El déficit fiscal fue presentado como la «madre de todas las batallas», y Milei argumentó que su gobierno se centrará en erradicarlo junto con la emisión monetaria del Banco Central, que financia lo denominó como «orgía de gastos» del sector público.
En cuanto a las propuestas de reforma, el presidente planea enviar al Congreso un paquete de leyes «anticasta». Entre ellas, la eliminación de jubilaciones de privilegio, la imposición de límites a la reelección sindical y cambios en los convenios colectivos de trabajo sectoriales. También se busca penalizar como un delito de lesa humanidad a los funcionarios que aprueben un presupuesto financiado con emisión del Banco Central.
A pesar de la retórica confrontativa, Milei sorprendió al final del discurso al invitar a los gobernadores a firmar el Pacto de Mayo, ofreciendo alivios fiscales como incentivo.
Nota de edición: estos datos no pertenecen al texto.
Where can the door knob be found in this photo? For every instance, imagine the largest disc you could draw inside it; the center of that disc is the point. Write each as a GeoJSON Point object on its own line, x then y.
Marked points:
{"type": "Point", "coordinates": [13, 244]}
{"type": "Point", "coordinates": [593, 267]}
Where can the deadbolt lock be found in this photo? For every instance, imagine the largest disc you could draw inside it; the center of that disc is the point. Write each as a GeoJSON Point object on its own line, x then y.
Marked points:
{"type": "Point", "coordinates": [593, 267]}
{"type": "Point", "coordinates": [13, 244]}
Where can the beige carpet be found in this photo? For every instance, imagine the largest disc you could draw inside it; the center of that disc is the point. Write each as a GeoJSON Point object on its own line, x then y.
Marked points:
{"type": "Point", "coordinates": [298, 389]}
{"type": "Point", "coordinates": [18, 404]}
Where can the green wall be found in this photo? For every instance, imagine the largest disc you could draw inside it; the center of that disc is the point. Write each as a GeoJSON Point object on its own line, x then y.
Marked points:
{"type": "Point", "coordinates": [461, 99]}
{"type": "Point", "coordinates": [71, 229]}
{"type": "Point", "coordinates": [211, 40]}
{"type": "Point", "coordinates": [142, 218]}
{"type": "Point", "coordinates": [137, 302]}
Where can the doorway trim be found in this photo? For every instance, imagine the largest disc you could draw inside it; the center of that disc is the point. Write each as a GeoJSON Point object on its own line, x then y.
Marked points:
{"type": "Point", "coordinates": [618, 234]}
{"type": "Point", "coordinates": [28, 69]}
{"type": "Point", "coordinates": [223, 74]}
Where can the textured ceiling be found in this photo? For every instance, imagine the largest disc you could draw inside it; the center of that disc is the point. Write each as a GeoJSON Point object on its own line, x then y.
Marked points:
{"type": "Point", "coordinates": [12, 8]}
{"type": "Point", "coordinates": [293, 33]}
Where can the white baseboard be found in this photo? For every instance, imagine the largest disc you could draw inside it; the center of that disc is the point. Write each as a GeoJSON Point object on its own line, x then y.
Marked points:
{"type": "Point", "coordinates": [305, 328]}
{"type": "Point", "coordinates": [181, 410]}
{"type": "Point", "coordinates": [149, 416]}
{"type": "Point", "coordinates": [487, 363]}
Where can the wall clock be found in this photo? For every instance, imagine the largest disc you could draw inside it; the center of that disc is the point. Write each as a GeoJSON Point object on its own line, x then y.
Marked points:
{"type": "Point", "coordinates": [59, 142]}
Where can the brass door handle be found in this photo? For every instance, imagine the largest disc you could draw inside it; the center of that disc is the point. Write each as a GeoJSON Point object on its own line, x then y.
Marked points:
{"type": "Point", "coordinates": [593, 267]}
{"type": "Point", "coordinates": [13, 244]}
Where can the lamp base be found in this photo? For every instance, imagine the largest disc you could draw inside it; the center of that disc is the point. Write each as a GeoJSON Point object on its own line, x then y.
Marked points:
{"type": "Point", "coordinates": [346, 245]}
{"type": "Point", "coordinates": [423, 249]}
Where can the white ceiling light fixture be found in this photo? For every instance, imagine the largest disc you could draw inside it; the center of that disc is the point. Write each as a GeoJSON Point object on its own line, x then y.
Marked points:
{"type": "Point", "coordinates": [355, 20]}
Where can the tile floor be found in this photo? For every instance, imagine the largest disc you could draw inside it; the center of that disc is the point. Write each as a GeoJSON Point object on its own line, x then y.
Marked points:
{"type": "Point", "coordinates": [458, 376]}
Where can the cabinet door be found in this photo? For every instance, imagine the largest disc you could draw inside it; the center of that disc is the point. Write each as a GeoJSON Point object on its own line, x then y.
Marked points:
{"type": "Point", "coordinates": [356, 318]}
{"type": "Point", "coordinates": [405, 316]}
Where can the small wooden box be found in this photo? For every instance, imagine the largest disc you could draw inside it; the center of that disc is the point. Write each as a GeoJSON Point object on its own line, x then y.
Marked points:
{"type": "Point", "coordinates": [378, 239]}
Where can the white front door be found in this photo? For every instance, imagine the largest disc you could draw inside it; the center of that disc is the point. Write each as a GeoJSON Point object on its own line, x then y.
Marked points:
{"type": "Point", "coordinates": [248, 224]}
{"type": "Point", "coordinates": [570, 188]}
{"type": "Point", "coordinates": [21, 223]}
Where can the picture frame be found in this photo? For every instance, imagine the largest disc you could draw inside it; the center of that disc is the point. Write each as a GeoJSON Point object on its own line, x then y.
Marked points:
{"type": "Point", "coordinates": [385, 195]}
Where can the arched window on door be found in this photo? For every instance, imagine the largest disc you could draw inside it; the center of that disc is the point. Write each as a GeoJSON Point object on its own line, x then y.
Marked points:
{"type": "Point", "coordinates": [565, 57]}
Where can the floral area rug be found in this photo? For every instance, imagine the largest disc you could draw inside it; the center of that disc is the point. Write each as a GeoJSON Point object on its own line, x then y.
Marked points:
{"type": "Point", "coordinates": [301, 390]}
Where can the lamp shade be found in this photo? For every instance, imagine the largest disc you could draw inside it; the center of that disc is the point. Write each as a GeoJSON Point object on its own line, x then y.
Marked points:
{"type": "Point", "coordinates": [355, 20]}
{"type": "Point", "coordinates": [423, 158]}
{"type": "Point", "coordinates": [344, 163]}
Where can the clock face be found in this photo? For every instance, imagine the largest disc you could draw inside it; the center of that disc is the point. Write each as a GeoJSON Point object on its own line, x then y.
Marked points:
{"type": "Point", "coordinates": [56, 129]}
Sin embargo, la ambigüedad sobre si esta invitación es meramente discursiva o tiene una intención concreta genera incertidumbre.
Entre los diez puntos del supuesto «nuevo pacto fundacional para la Argentina» se encuentran medidas controvertidas como la inviolabilidad de la propiedad privada, la reducción del gasto público al 25% del PIB, y reformas laborales y previsionales que han generado preocupación entre diversos sectores de la sociedad. En un país que busca estabilidad, las propuestas de Milei han generado una ola de incertidumbre sobre el futuro económico y social.